Talk sponsored by OSU Center for Ethics and Human Values

COPS members may be interest in this talk, sponsored by the OSU Center for Ethics and Human Values.

"Transparency, Corruption, and Democratic Institutions"Presented by the OSU Center for Ethics and Human Values as part of the COMPAS Conversations on Morality, Politics, and Society. 

Professor Graham Hubbs, University of Idaho Friday, 
September 13, 2013
347 University Hall 3:30 pm 

ABSTRACT: Proponents and critics alike have denied that Wikileaks’s releases of state secrets count as the work of a democratic press. A central goal of this paper is to produce an account of the press that is adequate for analyzing this view of Wikileaks’s activities. My account does not focus on the typical subject matter of discussions of free speech, such as its value, potential harms, and limits. Instead, I focus on the institutional role of the press in a well-functioning democracy. I give an account of institutions in general, and I develop this account in the context of Joshua Cohen’s recent work on democratic institutions. Cohen discusses this in the final chapter of his book Rousseau: A Free Community of Equals—I follow him in articulating my topic in Rousseauean terms.

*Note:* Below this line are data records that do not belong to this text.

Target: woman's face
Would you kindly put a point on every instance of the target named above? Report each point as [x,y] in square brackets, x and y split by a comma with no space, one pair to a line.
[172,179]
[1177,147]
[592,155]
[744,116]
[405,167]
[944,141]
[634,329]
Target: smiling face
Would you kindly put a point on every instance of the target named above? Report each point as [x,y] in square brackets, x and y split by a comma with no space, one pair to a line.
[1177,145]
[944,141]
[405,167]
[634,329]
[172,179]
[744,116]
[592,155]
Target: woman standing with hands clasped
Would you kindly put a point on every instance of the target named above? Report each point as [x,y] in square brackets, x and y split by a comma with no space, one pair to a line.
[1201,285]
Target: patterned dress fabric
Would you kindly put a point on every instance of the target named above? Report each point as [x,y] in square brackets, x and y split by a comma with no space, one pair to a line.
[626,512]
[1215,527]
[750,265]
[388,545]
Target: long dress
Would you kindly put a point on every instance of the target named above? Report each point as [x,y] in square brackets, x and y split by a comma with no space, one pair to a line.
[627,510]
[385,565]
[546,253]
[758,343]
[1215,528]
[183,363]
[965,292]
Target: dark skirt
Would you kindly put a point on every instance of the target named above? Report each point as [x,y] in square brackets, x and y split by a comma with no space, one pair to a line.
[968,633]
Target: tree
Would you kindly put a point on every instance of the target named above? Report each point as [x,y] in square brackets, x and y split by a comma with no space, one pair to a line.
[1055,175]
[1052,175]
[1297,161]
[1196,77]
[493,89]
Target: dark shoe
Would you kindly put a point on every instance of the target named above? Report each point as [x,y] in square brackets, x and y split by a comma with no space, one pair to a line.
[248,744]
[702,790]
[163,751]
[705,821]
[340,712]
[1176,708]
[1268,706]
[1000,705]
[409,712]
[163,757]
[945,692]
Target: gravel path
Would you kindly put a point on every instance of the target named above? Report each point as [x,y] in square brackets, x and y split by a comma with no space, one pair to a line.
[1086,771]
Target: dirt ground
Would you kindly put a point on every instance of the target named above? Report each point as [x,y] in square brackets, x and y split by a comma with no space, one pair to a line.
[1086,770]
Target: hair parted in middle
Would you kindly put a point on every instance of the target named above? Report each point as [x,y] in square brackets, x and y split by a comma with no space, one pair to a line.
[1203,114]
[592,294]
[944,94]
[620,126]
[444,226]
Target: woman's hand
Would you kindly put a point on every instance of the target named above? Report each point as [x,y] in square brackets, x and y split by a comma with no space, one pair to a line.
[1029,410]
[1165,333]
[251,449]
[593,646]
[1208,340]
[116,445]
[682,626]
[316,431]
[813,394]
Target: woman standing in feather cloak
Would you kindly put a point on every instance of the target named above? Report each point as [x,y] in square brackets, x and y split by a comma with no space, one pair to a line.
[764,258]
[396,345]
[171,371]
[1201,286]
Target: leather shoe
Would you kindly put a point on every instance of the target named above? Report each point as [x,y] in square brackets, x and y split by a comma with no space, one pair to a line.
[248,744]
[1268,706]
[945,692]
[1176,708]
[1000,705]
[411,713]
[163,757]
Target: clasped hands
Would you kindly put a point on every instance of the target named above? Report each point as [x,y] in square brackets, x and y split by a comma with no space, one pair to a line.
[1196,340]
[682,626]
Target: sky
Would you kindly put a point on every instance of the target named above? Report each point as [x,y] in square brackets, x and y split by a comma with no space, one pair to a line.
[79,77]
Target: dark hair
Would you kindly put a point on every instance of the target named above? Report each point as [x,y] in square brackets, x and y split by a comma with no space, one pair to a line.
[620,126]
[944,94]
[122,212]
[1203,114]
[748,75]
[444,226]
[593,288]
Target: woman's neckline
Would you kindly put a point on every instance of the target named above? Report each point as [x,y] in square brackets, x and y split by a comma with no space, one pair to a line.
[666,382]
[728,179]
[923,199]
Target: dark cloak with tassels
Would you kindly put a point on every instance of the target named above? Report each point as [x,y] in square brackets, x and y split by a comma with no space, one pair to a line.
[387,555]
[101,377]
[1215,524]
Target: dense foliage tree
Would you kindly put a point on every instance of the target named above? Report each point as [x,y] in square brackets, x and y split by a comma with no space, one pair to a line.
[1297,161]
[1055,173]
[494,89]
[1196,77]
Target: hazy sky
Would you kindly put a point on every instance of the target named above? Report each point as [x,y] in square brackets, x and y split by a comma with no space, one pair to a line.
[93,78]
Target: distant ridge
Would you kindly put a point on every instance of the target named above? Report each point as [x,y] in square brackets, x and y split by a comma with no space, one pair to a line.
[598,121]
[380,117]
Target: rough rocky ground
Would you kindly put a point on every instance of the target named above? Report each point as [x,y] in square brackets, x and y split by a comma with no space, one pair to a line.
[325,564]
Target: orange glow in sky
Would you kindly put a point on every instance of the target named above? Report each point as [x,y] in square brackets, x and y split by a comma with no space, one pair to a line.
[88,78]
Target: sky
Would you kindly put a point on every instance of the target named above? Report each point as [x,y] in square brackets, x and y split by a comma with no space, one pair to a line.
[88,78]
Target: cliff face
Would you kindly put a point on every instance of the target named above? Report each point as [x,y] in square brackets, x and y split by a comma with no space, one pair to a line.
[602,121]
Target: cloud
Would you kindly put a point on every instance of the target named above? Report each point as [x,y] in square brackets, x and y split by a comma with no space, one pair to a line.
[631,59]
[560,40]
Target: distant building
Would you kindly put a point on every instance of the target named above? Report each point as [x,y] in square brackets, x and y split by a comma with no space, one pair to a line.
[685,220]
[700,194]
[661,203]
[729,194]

With this framework in place, I turn my discussion to the role of transparency in deterring institutional corruption. The basic thought here is perhaps unsurprising: to ensure that an institution is serving its public function and not being manipulated for self-interested gain, its activities must be subject to public scrutiny, and so these activities must be transparent to the public. While this transparency is important to any democracy, it is especially important to deliberative democracy, for, as Rousseau notes, a people cannot deliberate well if it is not properly informed. Saying this makes the role of transparency in a well-functioning democracy clear, but it does not settle how transparency is to be realized. This paper argues that transparency can be realized in a democracy only by an extra-governmental institution that has several of the familiar features of what we commonly call “the press.” It further argues that in its design and in many, though not all, of its activities, Wikileaks provides a contemporary example of such an institution. A full analysis of Wikileaks is beyond the scope of this paper, but the brief discussion that is provided highlights some of the challenges, both practical and theoretical, with institutionalizing transparency to minimize corruption in democracy.